On October 13, 2020, in a short letter, the Minister refused to grant authorization to Gaspé Énergies based on section 23 of the Regulation, on the grounds that there were still risks to the integrity and conservation of the water environment. On October 20, 2020, in further correspondence, the Minister denied Gaspé Énergies’ request for review by simply reiterating the reasons stated in the first letter. On October 29, an application to institute proceedings to contest the Minister’s review decision was filed with the Court of Quebec.



This case was the Court’s first opportunity to rule on the process followed by the Minister in implementing the Petroleum Resources Act. While we expected the Court of Quebec to rule on the exercise of the Minister’s discretion, the Court instead overturned the Minister’s decision because the Regulation was not enacted in accordance with the requirements of the Regulations Act. In fact, the Regulation was not published in the Gazette officielle du Québec prior to its adoption, which rendered it inoperative and unenforceable. Consequently, the Minister’s decision was invalid because it was based on an inoperative section.

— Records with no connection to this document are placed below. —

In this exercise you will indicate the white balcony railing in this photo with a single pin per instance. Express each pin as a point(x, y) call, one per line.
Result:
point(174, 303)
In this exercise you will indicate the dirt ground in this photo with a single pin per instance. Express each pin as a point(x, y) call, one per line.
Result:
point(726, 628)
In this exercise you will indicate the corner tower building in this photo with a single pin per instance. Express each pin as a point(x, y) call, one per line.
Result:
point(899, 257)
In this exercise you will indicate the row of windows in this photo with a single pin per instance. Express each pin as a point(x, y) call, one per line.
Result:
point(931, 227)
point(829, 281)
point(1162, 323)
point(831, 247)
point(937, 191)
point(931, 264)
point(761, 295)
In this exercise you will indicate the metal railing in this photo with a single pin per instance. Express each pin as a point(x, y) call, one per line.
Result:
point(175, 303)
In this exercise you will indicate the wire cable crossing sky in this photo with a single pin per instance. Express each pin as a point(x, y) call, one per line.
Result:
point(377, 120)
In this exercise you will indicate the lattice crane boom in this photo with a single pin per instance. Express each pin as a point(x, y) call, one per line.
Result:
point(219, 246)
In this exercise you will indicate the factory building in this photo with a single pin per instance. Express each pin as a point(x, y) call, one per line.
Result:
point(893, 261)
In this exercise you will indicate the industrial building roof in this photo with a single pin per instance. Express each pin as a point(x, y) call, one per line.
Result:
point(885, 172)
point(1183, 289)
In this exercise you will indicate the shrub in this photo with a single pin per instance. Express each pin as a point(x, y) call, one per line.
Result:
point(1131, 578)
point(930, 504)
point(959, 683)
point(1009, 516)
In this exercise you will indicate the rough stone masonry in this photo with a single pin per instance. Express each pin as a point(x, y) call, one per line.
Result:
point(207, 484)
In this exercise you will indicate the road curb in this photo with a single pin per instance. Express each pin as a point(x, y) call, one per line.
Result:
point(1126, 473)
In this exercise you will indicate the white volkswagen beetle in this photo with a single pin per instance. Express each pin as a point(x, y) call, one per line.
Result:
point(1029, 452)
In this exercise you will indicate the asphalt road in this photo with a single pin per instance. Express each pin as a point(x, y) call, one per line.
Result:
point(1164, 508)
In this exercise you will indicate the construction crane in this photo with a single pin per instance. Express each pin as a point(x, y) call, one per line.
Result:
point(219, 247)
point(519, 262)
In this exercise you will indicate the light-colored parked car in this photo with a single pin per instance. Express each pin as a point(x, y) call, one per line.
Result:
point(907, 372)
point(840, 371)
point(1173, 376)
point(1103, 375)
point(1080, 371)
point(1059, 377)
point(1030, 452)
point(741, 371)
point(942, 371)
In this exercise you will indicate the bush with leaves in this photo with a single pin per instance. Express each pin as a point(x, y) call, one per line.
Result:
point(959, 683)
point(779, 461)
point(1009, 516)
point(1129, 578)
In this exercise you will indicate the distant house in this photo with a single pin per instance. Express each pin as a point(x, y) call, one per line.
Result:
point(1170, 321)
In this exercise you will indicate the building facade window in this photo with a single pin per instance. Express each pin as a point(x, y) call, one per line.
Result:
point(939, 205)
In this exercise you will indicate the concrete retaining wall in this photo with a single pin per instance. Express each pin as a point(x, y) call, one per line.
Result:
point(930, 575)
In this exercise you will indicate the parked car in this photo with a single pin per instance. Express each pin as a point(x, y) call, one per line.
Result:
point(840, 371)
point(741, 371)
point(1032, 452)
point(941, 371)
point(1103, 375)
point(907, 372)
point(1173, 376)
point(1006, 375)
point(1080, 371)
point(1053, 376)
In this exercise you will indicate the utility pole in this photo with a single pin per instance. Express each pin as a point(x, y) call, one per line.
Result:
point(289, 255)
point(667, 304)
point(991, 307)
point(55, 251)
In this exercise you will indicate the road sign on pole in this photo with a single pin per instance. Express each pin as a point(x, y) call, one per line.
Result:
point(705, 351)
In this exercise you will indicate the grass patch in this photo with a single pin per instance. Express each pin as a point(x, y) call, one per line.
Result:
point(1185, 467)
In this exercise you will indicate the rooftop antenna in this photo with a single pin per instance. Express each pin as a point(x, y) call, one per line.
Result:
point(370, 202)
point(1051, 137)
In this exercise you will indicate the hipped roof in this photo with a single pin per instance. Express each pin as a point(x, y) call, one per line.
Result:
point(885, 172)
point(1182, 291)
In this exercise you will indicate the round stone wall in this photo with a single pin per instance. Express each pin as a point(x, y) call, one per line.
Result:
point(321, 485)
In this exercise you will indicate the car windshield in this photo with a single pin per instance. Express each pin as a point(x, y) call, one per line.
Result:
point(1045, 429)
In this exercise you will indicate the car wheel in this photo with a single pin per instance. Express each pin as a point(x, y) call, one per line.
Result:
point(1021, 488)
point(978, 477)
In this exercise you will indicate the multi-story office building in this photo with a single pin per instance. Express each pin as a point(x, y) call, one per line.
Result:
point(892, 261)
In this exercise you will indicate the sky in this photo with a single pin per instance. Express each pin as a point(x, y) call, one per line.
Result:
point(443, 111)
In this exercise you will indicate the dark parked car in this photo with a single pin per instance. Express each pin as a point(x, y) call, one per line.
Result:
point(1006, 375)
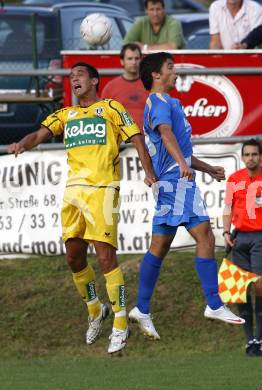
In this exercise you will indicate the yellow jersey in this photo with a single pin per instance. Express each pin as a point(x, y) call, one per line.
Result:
point(92, 136)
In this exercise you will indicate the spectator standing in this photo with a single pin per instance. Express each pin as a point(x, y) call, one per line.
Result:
point(178, 200)
point(230, 21)
point(93, 132)
point(243, 208)
point(128, 88)
point(156, 30)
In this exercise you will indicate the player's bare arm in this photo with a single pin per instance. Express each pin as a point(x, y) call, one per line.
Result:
point(139, 143)
point(29, 141)
point(217, 172)
point(173, 149)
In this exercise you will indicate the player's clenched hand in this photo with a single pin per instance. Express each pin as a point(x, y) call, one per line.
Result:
point(186, 171)
point(150, 180)
point(15, 148)
point(218, 173)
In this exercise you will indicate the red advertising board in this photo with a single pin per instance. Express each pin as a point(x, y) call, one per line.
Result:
point(215, 105)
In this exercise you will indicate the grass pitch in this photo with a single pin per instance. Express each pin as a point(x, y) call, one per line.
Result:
point(43, 323)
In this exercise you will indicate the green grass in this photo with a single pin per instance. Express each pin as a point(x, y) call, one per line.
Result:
point(43, 323)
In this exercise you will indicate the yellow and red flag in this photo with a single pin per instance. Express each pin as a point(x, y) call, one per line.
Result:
point(233, 282)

This decision is also interesting with respect to the Minister’s duty to give reasons when rendering an unfavourable decision to a citizen. In a context where, among other things, complex technical and scientific concepts are at stake and where the citizen has invested substantial effort and resources in the process, the Minister must clearly state the reasons for his decision. In this case, the Court of Quebec found that the Minister did not provide sufficient reasons for his decision. As mentioned above, the Minister simply refused the request, indicating that there were still risks to the integrity and conservation of the water environment. However, the citizen could have expected the Minister to refute the content of his technical-environmental study by specifying the remaining risks, their significance, the way to mitigate them and the standards that were applied in the decision-making process. In any event, the wording of the decision did not enable Gaspé Énergies to understand why the application was denied, nor what additional modifications or verifications could be made to obtain the desired authorization.

Having found that the Minister’s decision was based on an inoperative section and that he provided insufficient reasons, the Court of Quebec considered it irrelevant to consider the other arguments submitted by Gaspé Énergies.



It will be very interesting to watch the government’s response to this unfavourable decision. Last September, the government announced that it was considering the option of permanently ending oil and gas exploration and production in Quebec. What will happen to Gaspé Énergies’ application? Will there be any legislative or regulatory changes in the near future? Many questions remain unanswered at this time.

In conclusion, it should be noted that Ressources Québec inc., a subsidiary of Investissement Québec, acquired in 2017—and still owns—a 17% interest in the Galt project.

To read the entire decision: Gaspé Énergies inc. c. Ministre de l’Énergie et des Ressources naturelles, 2021 QCCQ 11747.